Jan. 8th, 2017

marahmarie: Sheep go to heaven, goats go to hell (Default)

ETA: after posting I did a bit more Googling and found this and this, which both say wordpress.com has turned on AMP for all users by default, while the latter page states there is indeed an opt-out (yay, because actually, I wouldn't let Google cache Anti-AOL if I could figure out how to stop that while still allowing indexing so people can find it).

ETA on the ETA: but apparently, even opting out won't remove the content right away. The fastest way I can think of is to opt-out (which I did, already), then edit the page to, say, be completely blank, save it, re-visit the AMP URL, and since it fetches the latest version, that should remove the content, if not the page itself, from AMP servers. Of course I'm not going to do that, so oh, well. I have to sit back and just let someone else control it until they decide not to anymore.

What I don't like is the AMP version of my content is hosted on Google's servers, which in this case, is Wordpress deciding where my content should live without my input or permission. While I haven't looked through a Wordpress.com ToS or EULA in forever (maybe never) I wonder if them farming out my content to Google's CDN servers violates it, because I never said they could.

Also, clean URLs, which I saw in one article (can't find it) that they promised to do "when possible", my foot. Not that it matters...clean URL or dirty (and my God, the one seen below is a mess), I don't want my content on their servers. Also-also, this:

To take advantage of the Google AMP Cache, an AMP URL must be accessed directly from the cache using the AMP Cache URL format. Each time a user accesses AMP content from the cache, the content is automatically updated, and the updated version is served to the next user once the content has been cached.

Sounds like they took a page from AOL's playbook and said, "Hey, let's download the entire Internet!" except they're downloading it only after insisting the source gets rewritten by content creators or CMS owners, so they can serve ads from it even faster.

AOL literally wrote the book on "Hey, let's download the Internet!". Not original thinking. But caching the entire Internet to serve super-speedy ads from it (which is probably the entire point of AMP, let's not kid ourselves)? All Google, man, all the time - AOL missed the boat on that, completely.

Think this is resolved, for now (see ETA above) - thanks for reading!

...without my knowledge or permission, an action which tends to bother me (previous examples that have drawn my ire: afterdawn.org (one user scraped a post on Anti-AOL for a forum post) and a post about kevinshome.org* (which was inserted through Javascript into the HTML of a post on another person's blog, which had the awesome effect of stealing my page rank for the search terms it corresponded to), the latter of whom reciprocated my call-out by claiming a domain name with my name in it for the next four years, apparently so I couldn't have it for myself.
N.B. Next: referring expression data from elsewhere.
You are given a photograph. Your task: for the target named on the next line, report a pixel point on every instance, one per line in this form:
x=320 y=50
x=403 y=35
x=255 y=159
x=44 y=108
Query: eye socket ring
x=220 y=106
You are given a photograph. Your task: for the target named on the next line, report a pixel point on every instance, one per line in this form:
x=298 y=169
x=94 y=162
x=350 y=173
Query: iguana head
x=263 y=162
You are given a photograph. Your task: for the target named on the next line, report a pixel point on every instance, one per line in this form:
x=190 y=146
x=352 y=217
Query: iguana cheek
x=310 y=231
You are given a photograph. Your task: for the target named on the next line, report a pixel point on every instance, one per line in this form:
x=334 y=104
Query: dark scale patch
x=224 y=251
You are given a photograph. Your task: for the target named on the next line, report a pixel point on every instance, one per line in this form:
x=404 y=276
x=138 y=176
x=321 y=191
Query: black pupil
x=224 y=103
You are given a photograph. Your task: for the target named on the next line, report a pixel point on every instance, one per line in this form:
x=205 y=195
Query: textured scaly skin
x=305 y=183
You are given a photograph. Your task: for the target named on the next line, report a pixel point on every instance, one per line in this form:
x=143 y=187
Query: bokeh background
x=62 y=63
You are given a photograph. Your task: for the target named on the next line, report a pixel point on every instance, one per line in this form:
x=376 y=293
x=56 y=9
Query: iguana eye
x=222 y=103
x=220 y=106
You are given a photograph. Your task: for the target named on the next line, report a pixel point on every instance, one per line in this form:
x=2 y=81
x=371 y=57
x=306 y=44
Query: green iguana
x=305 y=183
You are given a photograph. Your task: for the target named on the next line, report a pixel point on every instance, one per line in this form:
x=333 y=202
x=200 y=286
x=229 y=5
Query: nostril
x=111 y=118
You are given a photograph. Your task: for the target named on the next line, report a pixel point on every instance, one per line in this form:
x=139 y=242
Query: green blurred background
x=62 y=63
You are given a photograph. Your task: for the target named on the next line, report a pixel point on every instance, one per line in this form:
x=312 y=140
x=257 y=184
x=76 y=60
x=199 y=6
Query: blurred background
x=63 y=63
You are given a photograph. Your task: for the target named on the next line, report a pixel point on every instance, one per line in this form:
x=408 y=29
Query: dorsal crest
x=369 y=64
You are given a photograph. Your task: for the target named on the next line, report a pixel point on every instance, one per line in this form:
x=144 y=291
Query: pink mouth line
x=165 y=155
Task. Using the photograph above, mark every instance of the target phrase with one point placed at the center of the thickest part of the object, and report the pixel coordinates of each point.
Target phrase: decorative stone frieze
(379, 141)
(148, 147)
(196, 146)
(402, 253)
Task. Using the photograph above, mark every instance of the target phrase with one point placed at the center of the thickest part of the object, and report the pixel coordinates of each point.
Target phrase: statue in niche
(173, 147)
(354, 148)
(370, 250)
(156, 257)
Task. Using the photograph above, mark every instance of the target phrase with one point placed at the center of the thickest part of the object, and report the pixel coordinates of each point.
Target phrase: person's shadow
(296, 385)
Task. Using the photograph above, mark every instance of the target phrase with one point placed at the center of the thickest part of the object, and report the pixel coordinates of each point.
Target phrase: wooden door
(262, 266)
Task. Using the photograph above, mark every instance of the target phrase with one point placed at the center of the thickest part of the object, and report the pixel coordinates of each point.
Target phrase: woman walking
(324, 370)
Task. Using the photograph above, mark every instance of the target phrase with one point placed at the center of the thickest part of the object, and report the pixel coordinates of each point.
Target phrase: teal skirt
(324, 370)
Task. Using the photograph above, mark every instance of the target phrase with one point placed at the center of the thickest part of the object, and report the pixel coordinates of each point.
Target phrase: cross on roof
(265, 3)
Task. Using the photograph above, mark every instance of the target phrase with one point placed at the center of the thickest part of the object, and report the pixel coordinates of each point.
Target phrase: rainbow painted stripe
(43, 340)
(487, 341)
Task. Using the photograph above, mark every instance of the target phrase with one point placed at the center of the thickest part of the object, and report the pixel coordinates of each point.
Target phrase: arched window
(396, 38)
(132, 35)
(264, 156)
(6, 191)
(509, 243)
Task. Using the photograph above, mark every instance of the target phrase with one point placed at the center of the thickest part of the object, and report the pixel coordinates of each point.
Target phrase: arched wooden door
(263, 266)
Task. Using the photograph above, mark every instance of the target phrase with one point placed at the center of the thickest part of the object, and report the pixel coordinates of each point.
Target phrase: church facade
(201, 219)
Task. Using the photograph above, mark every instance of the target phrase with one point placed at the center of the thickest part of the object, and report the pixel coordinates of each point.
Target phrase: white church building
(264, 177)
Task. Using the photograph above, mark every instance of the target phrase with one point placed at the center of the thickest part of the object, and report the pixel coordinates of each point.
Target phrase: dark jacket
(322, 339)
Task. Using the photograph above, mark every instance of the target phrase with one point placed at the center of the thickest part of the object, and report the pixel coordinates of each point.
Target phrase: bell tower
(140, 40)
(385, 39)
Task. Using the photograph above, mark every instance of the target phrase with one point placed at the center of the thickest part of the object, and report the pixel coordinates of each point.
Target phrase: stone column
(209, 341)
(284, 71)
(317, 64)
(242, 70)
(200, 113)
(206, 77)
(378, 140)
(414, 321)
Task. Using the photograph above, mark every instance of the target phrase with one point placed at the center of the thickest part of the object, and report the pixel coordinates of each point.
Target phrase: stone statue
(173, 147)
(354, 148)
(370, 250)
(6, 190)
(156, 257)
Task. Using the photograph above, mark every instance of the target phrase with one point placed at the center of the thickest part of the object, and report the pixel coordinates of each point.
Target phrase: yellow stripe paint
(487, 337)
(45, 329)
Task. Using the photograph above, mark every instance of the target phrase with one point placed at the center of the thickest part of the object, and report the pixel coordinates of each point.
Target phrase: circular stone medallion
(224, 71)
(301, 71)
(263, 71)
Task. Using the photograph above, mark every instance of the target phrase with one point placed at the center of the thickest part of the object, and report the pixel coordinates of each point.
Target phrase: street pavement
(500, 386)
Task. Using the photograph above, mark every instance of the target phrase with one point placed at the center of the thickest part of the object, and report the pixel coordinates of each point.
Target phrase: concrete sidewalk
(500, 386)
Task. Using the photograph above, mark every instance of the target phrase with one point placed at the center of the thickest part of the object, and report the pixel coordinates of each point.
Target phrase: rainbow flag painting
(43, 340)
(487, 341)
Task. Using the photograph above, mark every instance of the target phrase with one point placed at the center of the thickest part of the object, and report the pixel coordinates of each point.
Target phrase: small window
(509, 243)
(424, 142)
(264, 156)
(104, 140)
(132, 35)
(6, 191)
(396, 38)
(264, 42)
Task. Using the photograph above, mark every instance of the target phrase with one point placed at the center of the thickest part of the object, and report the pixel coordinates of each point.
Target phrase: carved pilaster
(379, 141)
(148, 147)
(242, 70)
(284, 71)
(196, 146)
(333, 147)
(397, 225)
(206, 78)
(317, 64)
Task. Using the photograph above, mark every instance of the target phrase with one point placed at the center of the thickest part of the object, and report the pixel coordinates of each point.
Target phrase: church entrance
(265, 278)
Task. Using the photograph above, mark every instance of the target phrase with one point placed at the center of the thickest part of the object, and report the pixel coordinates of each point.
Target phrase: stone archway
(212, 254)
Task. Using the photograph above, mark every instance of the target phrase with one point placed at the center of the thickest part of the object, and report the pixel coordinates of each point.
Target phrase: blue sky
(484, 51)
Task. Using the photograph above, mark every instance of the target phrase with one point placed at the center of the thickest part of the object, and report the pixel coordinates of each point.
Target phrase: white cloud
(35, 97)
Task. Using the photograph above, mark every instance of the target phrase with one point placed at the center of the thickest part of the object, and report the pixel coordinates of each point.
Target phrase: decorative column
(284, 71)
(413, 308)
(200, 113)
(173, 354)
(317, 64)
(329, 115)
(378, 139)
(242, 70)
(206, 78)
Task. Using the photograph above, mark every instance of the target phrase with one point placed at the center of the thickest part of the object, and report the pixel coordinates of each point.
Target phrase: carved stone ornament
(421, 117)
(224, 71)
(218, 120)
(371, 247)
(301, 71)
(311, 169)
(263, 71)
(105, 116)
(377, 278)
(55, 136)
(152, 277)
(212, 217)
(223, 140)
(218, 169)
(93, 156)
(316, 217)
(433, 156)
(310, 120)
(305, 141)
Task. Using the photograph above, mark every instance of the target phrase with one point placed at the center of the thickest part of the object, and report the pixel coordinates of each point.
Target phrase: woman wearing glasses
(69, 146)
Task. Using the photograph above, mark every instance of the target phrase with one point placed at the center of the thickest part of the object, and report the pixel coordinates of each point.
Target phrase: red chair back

Today when I logged into Wordpress.com to do some image uploading (about the only reason I log in, anymore) I checked my stats and saw a referrer from: https://cdn.ampproject.org/v/s/intoolate.wordpress.com/2009/06/30/aol-customer-service-phone-numbers-and-contact-info-updated-3-03-2010/amp/?amp_js_v=6#origin=https%3A%2F%2Fwww.google.com&exp=a4a%3A0&channelid=0&cid=1&dialog=0&prerenderSize=1&visibilityState=prerender&paddingTop=54&history=1&p2r=0&horizontalScrolling=0&csi=0&storage=1&viewerUrl=https%3A%2F%2Fwww.google.com%2Famp%2Fs%2Fintoolate.wordpress.com%2F2009%2F06%2F30%2Faol-customer-service-phone-numbers-and-contact-info-updated-3-03-2010%2Famp%2F.

Long link, huh.

To be clear, this was a referrer, which means the visitor in question (assuming, as I might, that it wasn't a bot) was coming into my blog from the Google AMP page, not exiting out to it. The page is my content, mirrored from end to end. All links in the scrape seem to point back to my blog, but still. According to DTWhois the site belongs to Google. Playing with the URL to find different pages of my blog hosted on the domain hasn't worked so far, but then again, my blood pressure is a little too high right now to play with the URL too much.

So, questions:

  1. Who exactly is scraping my page? Or is this the work of bots?
  2. All the documentation I see seems to indicate website owners create their own AMP pages. I didn't create that page. So, did Wordpress create it? [ding ding ding we have our winner] Or did Google, or someone else? If yes, how do they do that without being me, and why would anyone do that?
  3. Is Google creating another entire web cache/new index out of AMP pages [yep], or is some individual doing this to some or all web content creators?
  4. How do I get this page taken down? [WP opt-out allowed]
  5. How do I find out if other pages of mine are on their servers?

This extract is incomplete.